Screw Joint Stability in Conventional and Abutment-Free Implant-Supported Fixed Restorations

Stefan Scherg, Dr Med Dent/Matthias Karl, PD, Dr Med Dent


PMID: 26929952
DOI: 10.11607/ijp.4458

Purpose: Procera Implant Bridges (PIBs) do not engage supporting implant shoulders and are fixed using comparably long retention screws. The aim of this in vitro clinical study was to determine the detorque values in PIBs and conventionally fabricated fixed dental prostheses (FDPs). Materials and Methods: Two groups of screw-retained implant-supported three-unit FDPs (n = 10) were fabricated by means of conventional casting or computer-aided design/computer-assisted manufacture to fit an in vitro situation with two implants. Following fixation, the restorations were subjected to masticatory simulation (100,000 cycles, 100 N) and subsequent detorquing of the retention screws. In the clinical part, a total of 10 patients received PIB restorations in the premolar/molar region that were detorqued after 2, 4, and 6 months. One-sample t tests adjusted for multiple testing by the Bonferroni-Holm method were applied for statistical analysis based on percentage detorque values (α = .05). Results: 60% of the initial torque values were maintained in screws directly retaining restorations, while the abutment screws used in the conventional restorations showed detorque levels in the range of 80%. No significant difference in detorque levels between screws retaining PIBs and conventional FDPs could be detected (P = .5186).

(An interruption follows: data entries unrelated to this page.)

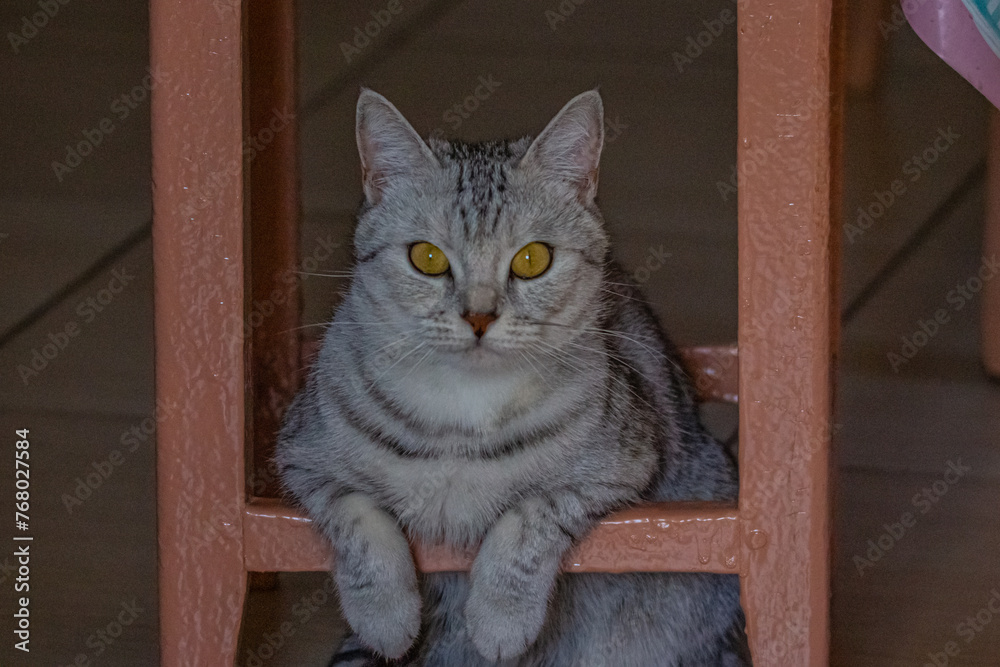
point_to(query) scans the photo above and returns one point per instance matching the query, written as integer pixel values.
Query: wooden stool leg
(789, 99)
(990, 322)
(198, 242)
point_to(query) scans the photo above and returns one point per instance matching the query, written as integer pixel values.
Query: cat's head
(485, 255)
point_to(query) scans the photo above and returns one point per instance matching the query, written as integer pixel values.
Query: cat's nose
(479, 322)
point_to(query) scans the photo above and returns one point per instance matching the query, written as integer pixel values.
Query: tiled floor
(899, 430)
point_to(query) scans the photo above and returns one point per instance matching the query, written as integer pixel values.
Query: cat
(492, 378)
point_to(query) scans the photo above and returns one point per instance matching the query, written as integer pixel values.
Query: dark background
(63, 236)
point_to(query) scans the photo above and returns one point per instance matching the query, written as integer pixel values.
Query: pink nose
(479, 322)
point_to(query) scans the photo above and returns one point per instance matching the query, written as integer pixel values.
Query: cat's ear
(388, 145)
(569, 149)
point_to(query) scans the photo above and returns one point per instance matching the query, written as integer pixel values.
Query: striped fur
(570, 406)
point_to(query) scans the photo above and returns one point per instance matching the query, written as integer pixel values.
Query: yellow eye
(531, 261)
(428, 258)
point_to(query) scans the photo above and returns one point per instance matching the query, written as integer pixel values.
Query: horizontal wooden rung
(666, 537)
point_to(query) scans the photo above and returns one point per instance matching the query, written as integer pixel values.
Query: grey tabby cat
(491, 377)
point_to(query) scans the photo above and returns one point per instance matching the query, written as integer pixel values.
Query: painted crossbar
(665, 537)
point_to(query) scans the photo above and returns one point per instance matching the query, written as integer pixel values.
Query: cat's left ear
(388, 145)
(569, 148)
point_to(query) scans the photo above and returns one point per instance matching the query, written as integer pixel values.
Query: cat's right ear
(388, 145)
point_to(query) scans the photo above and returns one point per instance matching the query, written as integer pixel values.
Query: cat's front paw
(503, 626)
(386, 618)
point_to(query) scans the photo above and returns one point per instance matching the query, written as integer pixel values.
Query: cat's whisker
(326, 275)
(622, 296)
(393, 365)
(589, 365)
(526, 356)
(305, 326)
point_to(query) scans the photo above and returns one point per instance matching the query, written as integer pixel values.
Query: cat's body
(484, 404)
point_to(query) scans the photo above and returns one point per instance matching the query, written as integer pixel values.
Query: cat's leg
(515, 571)
(375, 574)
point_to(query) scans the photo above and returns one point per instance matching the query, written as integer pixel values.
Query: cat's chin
(484, 357)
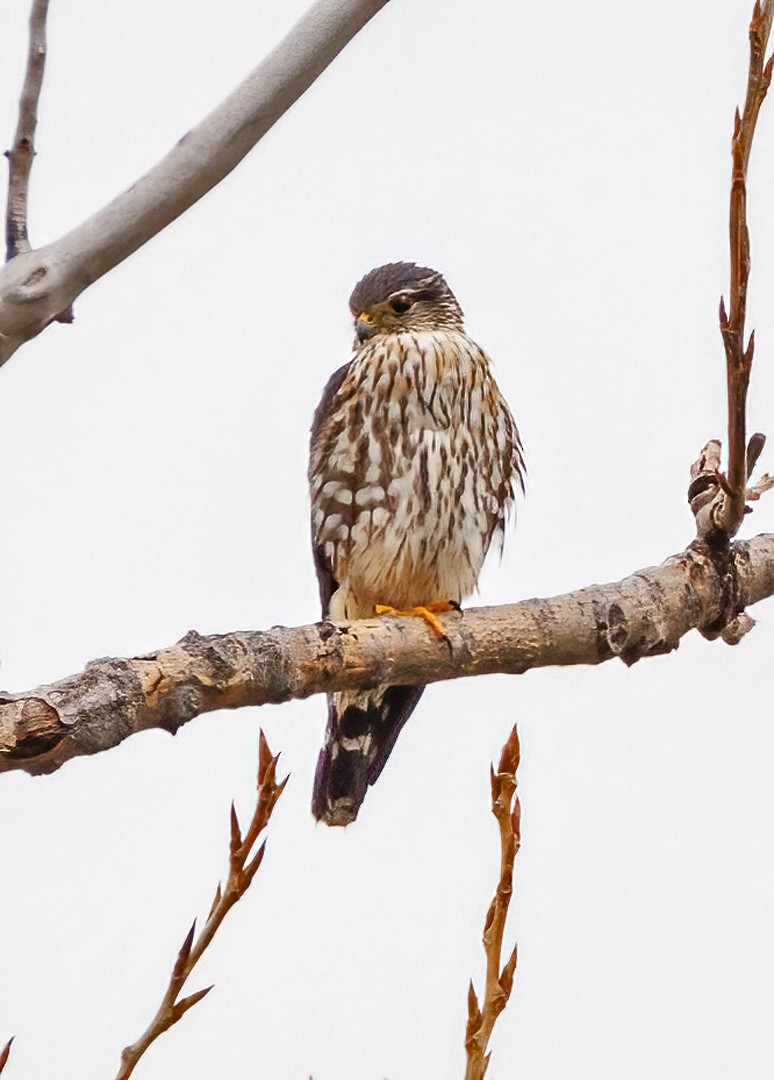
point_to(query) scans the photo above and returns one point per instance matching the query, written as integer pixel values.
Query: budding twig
(4, 1053)
(243, 865)
(723, 503)
(499, 980)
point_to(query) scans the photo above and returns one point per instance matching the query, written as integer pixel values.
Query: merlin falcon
(415, 462)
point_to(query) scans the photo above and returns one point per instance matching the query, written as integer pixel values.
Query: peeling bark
(645, 615)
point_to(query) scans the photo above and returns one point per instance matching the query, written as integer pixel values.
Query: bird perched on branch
(415, 461)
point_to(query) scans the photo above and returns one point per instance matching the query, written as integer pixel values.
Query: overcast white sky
(567, 166)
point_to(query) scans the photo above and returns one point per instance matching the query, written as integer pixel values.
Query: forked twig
(23, 151)
(722, 498)
(499, 981)
(242, 869)
(4, 1053)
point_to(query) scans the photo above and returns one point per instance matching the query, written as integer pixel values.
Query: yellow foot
(428, 612)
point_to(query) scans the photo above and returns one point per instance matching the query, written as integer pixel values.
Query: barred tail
(362, 731)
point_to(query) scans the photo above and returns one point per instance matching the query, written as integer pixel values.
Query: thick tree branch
(643, 615)
(22, 153)
(37, 286)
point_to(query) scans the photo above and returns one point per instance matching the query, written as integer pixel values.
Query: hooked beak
(365, 326)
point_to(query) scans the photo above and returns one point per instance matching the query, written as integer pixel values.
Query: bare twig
(38, 286)
(645, 615)
(243, 865)
(500, 977)
(23, 151)
(723, 518)
(4, 1053)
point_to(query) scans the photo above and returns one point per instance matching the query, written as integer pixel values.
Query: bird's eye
(401, 304)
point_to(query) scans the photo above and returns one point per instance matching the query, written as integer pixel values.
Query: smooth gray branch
(22, 153)
(37, 286)
(643, 615)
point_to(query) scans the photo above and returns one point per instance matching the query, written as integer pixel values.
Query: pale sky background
(567, 166)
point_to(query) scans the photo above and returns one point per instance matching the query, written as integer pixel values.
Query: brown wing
(326, 581)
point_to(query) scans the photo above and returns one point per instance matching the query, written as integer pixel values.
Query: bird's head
(402, 296)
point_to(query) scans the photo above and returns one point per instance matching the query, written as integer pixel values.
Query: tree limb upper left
(37, 286)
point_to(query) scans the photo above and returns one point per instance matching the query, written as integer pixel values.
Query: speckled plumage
(415, 460)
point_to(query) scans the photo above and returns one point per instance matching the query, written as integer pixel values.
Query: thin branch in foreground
(243, 865)
(4, 1053)
(499, 980)
(729, 502)
(40, 286)
(23, 151)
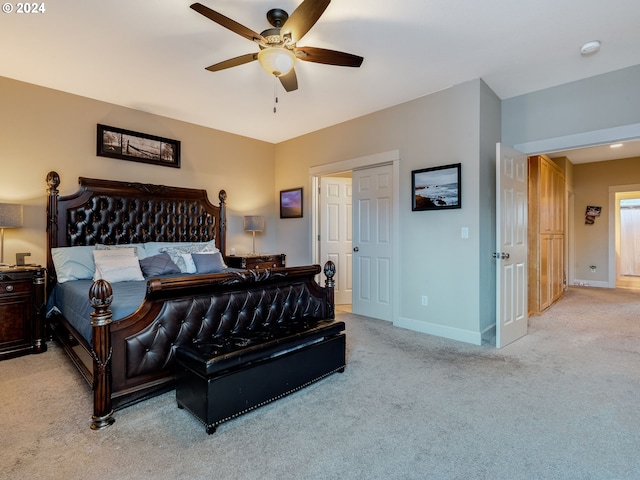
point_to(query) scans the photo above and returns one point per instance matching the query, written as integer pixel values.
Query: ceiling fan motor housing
(277, 17)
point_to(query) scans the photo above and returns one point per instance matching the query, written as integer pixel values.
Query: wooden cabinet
(546, 235)
(22, 305)
(256, 261)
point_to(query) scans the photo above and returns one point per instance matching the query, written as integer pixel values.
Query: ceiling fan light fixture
(276, 61)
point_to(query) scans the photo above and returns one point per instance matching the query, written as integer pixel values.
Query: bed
(126, 350)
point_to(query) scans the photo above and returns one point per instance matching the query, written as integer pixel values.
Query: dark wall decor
(137, 147)
(437, 188)
(591, 214)
(291, 203)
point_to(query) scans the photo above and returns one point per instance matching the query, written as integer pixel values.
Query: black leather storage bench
(219, 381)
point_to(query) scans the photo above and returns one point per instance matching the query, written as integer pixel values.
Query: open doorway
(627, 226)
(367, 282)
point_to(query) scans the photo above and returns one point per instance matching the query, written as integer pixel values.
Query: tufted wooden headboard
(116, 213)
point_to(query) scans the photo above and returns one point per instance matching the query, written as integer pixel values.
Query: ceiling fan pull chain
(275, 93)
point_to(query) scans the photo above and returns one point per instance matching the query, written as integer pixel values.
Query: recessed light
(590, 48)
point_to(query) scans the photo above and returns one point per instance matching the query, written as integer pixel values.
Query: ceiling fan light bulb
(276, 61)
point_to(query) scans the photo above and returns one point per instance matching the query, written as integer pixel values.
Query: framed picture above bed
(291, 203)
(137, 147)
(436, 188)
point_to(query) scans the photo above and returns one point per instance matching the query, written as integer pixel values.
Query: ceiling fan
(278, 50)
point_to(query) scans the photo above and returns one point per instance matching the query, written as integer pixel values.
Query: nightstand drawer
(22, 306)
(17, 286)
(251, 262)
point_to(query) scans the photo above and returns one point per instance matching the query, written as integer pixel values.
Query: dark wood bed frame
(114, 213)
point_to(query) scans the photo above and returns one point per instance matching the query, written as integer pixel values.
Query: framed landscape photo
(436, 188)
(137, 147)
(291, 203)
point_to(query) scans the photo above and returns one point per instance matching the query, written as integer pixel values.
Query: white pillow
(140, 252)
(117, 268)
(181, 255)
(73, 263)
(116, 252)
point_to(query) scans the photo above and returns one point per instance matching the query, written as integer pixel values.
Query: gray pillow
(160, 264)
(208, 262)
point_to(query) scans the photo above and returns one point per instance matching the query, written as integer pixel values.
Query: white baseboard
(452, 333)
(590, 283)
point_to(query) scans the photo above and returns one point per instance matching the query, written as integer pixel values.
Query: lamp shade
(10, 215)
(253, 223)
(276, 60)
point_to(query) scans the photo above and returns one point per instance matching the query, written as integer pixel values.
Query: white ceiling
(600, 153)
(150, 55)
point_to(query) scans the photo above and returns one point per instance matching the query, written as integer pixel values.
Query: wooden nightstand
(22, 311)
(249, 261)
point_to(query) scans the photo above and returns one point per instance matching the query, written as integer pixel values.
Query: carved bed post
(222, 196)
(329, 272)
(53, 182)
(101, 296)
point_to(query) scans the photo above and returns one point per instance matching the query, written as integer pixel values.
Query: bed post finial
(330, 272)
(53, 182)
(222, 196)
(101, 296)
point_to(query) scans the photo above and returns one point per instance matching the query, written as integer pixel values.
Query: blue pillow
(160, 264)
(208, 262)
(73, 263)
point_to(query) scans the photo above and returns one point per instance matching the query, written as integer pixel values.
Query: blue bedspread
(72, 300)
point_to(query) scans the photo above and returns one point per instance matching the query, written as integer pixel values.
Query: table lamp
(10, 217)
(253, 224)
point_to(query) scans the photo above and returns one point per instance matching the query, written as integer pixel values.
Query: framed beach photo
(291, 203)
(437, 188)
(137, 147)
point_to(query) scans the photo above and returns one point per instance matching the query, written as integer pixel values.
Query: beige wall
(591, 182)
(43, 130)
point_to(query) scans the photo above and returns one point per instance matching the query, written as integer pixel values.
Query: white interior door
(373, 242)
(336, 232)
(511, 244)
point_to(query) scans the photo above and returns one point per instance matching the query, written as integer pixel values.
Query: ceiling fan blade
(303, 18)
(228, 23)
(233, 62)
(289, 81)
(329, 57)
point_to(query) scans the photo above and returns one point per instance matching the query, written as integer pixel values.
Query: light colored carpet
(560, 403)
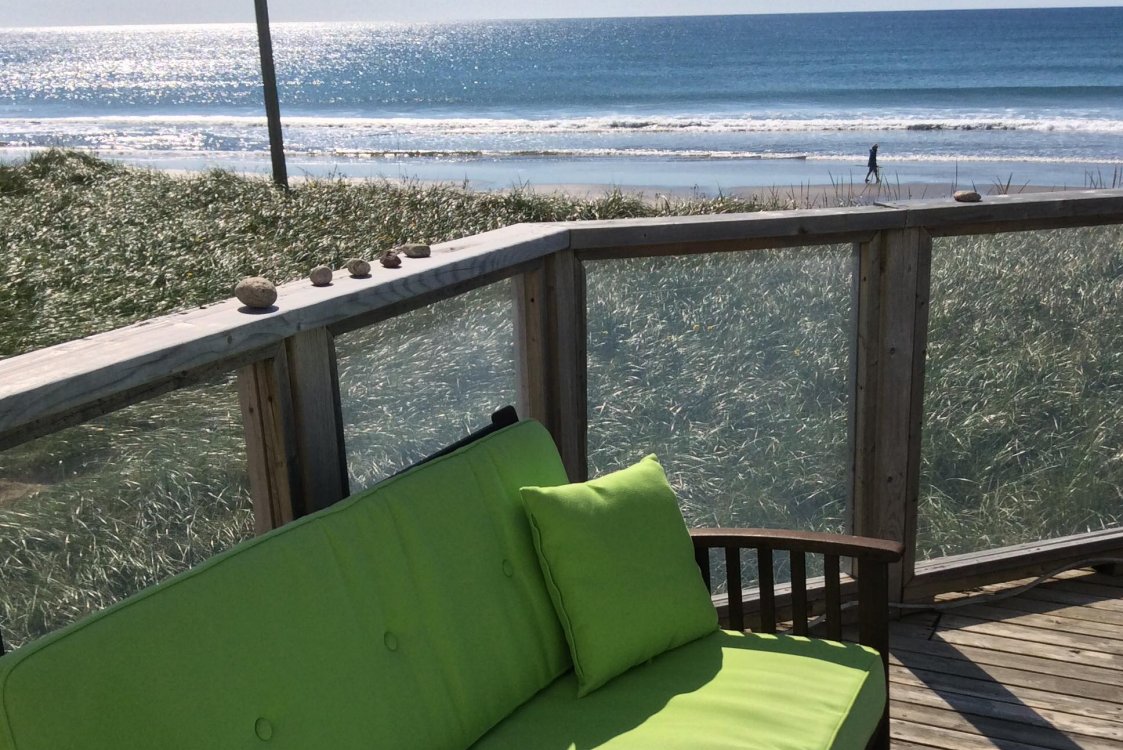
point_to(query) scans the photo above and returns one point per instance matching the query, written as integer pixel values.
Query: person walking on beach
(873, 164)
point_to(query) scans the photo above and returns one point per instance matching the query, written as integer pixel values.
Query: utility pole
(272, 104)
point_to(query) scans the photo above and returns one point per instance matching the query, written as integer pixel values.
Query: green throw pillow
(620, 568)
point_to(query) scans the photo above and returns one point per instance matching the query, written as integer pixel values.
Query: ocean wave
(469, 126)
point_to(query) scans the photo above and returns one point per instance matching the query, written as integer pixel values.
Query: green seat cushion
(620, 568)
(411, 615)
(723, 692)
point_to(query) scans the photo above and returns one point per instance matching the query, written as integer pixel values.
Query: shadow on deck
(1041, 669)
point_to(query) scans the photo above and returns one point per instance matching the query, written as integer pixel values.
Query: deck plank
(1042, 669)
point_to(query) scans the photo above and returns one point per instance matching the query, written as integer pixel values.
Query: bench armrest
(873, 558)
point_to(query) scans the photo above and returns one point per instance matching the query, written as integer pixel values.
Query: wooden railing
(289, 386)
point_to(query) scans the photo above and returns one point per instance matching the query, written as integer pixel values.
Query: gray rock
(413, 250)
(256, 292)
(358, 267)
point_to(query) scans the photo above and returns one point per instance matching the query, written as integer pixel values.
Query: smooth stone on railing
(413, 250)
(358, 267)
(256, 292)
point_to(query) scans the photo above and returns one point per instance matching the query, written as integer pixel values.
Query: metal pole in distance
(272, 104)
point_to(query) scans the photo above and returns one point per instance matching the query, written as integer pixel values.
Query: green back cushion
(731, 691)
(411, 615)
(620, 568)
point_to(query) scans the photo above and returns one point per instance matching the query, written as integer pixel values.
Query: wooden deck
(1042, 669)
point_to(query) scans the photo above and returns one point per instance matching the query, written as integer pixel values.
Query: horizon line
(542, 18)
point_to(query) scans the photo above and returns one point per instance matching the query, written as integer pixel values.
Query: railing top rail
(62, 378)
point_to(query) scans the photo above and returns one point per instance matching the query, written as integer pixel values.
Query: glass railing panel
(93, 513)
(733, 369)
(1022, 437)
(423, 380)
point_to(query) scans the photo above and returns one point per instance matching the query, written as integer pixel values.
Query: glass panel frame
(1022, 440)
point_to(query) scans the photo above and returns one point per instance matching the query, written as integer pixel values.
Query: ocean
(714, 103)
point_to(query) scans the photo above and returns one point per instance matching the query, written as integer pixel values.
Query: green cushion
(727, 691)
(620, 568)
(412, 615)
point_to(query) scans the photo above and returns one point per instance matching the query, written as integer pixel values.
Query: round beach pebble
(358, 267)
(256, 292)
(413, 250)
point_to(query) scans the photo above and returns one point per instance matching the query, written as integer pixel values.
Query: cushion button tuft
(263, 729)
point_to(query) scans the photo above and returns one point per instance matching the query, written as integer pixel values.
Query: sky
(84, 12)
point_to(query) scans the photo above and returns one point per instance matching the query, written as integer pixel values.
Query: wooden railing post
(892, 338)
(317, 418)
(550, 341)
(294, 445)
(271, 451)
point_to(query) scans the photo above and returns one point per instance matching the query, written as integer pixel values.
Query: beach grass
(731, 367)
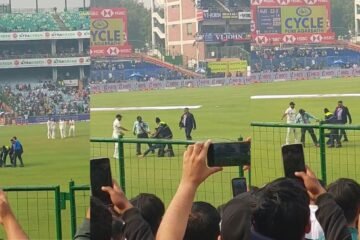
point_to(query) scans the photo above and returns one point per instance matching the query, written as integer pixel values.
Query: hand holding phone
(229, 154)
(293, 159)
(238, 186)
(100, 175)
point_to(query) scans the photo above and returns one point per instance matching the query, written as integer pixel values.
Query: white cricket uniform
(290, 119)
(62, 128)
(53, 129)
(116, 134)
(48, 123)
(72, 128)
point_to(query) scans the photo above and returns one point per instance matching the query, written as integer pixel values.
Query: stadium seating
(27, 22)
(128, 70)
(76, 20)
(303, 59)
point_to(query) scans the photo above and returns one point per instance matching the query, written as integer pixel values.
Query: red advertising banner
(108, 32)
(291, 22)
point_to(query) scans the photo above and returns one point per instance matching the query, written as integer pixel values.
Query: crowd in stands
(45, 98)
(286, 208)
(44, 21)
(293, 59)
(110, 72)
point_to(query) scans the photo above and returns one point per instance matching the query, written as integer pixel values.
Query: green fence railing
(38, 210)
(328, 163)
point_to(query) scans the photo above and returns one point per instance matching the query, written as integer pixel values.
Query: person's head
(292, 105)
(346, 193)
(340, 104)
(282, 210)
(151, 207)
(203, 222)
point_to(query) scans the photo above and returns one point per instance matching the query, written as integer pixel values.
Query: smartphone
(238, 186)
(100, 175)
(293, 159)
(229, 154)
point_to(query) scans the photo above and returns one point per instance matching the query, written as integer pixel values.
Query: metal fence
(328, 163)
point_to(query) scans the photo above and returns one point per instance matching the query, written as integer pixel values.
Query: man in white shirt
(62, 128)
(48, 123)
(290, 114)
(141, 130)
(71, 127)
(117, 131)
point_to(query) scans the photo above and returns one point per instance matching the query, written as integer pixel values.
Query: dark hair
(346, 193)
(282, 210)
(203, 223)
(151, 207)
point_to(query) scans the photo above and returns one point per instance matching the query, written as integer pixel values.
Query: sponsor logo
(100, 24)
(303, 11)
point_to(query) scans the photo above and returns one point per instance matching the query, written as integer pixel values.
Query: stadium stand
(290, 59)
(74, 20)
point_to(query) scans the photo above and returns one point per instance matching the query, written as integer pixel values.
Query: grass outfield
(47, 162)
(226, 113)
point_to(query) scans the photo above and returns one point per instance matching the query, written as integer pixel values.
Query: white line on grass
(143, 108)
(305, 96)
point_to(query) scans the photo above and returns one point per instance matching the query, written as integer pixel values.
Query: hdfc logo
(316, 38)
(310, 2)
(261, 40)
(113, 51)
(283, 2)
(289, 39)
(256, 2)
(107, 13)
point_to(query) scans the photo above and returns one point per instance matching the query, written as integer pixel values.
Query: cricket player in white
(62, 128)
(71, 128)
(48, 123)
(290, 114)
(117, 131)
(53, 128)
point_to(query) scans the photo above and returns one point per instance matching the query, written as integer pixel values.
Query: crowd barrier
(208, 82)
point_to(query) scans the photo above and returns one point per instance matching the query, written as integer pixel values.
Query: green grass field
(226, 113)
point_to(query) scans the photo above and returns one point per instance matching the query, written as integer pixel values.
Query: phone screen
(229, 154)
(100, 175)
(238, 186)
(293, 159)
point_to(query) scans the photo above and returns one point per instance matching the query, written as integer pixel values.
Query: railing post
(121, 163)
(58, 213)
(72, 208)
(322, 153)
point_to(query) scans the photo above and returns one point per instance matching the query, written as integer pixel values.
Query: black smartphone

The abutment screws showed significantly greater detorque values compared with screws directly retaining restorations (P = .0002; P = .0000). In vivo, a significant increase in detorque values ranging from 21.64 Ncm after 2 months to 27.81 Ncm after 6 months was recorded. Conclusion: Prosthetic screws retaining implant-supported FDPs show torque loss during the initial period of service. Retightening reduces the amount of future torque loss.